2025年1月22日、名古屋整形外科セミナーを開催しました。
まず、中東遠総合医療センター 整形外科 医長 大島和馬先生から、講演「地域住民におけるびまん性特発性脊椎骨増殖症(DISH)の特徴」がありました。
DISHは1976年に定義された脊椎の強直をきたす病態で、軽微な転倒でも偽関節や脊髄損傷のリスクとなるほか、粗鬆骨であることも問題である。地域住民検診でDISHの特徴を調査した。

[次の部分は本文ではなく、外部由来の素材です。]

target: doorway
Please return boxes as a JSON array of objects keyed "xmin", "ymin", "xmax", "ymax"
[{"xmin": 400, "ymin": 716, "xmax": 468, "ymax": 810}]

DISHは高齢、男性、BMI高値が関連し、QOLの低下との関連があったほか、男性ではDISHとロコモの関連も認められた。
特別講演講師に大阪公立大学大学院医学研究科 整形外科学 教授 寺井秀富先生をお招きし、ご講演「脊椎疾患に伴う疼痛と手術治療戦略」を賜りました。

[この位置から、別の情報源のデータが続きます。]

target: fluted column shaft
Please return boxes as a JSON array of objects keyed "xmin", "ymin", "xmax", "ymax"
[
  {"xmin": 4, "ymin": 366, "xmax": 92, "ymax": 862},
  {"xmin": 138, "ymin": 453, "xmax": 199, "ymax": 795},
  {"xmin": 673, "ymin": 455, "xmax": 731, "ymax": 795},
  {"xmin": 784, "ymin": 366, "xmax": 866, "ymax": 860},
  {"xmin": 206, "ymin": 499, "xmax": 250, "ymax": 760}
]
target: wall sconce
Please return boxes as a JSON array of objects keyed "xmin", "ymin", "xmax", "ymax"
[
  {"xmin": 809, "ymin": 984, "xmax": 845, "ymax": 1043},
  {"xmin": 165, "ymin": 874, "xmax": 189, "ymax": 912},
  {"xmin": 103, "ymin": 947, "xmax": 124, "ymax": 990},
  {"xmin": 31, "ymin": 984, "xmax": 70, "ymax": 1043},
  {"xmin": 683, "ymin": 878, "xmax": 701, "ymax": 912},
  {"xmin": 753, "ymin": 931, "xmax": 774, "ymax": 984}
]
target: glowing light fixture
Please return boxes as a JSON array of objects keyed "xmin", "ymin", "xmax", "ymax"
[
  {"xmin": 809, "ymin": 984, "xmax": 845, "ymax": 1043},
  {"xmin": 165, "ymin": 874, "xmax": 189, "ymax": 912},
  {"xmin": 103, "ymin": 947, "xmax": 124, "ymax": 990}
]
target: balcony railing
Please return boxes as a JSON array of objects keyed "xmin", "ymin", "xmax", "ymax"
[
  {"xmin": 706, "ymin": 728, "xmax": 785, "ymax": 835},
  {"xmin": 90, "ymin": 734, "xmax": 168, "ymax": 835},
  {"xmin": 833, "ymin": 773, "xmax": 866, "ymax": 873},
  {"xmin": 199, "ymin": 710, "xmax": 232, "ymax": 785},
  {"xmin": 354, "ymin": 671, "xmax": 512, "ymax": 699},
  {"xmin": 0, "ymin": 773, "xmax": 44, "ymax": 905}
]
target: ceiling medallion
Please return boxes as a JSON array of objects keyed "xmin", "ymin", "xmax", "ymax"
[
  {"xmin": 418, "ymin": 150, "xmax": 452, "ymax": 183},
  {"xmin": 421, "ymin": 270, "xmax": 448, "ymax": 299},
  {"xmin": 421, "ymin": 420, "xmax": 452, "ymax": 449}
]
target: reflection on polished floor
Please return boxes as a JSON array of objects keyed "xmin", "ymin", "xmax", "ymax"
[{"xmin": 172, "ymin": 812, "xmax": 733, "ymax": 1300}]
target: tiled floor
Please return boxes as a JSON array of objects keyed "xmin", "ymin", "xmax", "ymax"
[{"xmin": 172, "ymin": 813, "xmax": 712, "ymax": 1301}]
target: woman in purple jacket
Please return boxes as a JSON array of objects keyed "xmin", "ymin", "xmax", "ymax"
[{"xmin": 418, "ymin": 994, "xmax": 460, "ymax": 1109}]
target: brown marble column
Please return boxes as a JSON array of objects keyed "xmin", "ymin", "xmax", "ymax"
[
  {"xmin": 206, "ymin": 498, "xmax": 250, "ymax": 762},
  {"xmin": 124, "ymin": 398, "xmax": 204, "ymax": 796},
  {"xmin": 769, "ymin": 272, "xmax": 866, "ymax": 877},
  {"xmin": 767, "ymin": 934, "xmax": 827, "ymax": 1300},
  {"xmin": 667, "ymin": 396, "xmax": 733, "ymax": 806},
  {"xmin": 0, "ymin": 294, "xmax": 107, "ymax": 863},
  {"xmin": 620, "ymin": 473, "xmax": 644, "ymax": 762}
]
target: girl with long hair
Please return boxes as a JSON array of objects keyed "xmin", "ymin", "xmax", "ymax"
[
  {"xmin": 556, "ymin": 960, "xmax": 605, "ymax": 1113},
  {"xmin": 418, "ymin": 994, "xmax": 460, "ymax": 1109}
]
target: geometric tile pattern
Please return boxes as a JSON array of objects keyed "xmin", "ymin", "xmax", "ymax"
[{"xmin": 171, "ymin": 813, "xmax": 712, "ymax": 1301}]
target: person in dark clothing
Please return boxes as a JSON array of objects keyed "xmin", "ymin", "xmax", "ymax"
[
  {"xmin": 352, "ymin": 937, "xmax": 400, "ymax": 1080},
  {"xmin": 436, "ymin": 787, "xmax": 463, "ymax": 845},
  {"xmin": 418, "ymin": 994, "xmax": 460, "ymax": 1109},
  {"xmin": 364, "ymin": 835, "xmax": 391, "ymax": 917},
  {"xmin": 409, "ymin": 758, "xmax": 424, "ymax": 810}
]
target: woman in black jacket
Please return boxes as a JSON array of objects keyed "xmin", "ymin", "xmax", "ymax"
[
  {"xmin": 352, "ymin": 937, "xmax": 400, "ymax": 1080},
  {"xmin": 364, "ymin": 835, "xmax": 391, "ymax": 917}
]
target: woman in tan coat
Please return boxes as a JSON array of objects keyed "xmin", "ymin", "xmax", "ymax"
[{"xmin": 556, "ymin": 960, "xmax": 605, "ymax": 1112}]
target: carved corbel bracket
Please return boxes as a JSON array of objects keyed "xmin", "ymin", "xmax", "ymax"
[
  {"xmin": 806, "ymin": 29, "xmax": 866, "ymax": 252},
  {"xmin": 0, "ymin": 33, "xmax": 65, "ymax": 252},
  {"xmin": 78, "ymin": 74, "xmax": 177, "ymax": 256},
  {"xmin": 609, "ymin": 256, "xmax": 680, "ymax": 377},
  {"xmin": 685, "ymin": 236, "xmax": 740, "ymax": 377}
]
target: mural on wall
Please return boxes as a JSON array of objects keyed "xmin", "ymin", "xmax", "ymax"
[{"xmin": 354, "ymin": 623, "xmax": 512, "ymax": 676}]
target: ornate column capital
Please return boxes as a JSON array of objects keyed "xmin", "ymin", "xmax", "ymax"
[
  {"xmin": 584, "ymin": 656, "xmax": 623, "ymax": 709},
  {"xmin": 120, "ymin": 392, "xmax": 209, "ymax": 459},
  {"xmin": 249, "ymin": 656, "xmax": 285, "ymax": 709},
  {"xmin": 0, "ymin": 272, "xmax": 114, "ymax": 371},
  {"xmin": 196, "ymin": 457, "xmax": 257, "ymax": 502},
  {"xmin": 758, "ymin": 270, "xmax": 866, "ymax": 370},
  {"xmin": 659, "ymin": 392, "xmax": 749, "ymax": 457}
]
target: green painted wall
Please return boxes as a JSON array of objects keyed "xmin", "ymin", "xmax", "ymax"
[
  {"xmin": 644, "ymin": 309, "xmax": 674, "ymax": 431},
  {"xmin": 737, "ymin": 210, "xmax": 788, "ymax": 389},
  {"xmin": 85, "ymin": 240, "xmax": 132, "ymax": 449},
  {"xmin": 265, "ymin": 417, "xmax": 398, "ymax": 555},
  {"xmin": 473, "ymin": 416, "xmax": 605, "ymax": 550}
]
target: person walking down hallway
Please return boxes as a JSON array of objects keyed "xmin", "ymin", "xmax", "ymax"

脊椎疾患の治療対象は、痛み、機能、形状である。痛みに着目すると、疾患によっては侵害受容性、神経障害性、痛覚変調性疼痛にまたがっている。骨粗鬆症性椎体骨折では、様々な病態があるためそれぞれに対する手術治療も様々存在する。まずは椎体形成術単独の適応を考え、順に検討する。前方固定は開創器の改良などによって近年手術侵襲が低減した。Revisionにimpaction bone graftingを応用する工夫も行っている。頚椎症性神経根症は典型的な神経障害性疼痛で、投薬はガイドラインを参考に行う。頚椎は腰椎と異なって椎間孔部に黄色靱帯が存在せず、手術時は注意が必要である。腰部脊柱管狭窄症では、静的圧迫×動的圧迫+炎症の結果が神経障害となると考えるとわかりやすく、静的圧迫または動的圧迫ゼロを目指す。BESS/UBEは視野がよく、また椎間関節温存に優れ、良好な成績が得られる。疼痛の原因を知って、必要最小限の手術を行うことが重要である。
多数の先生方にご参加いただきましたことに深謝申し上げます。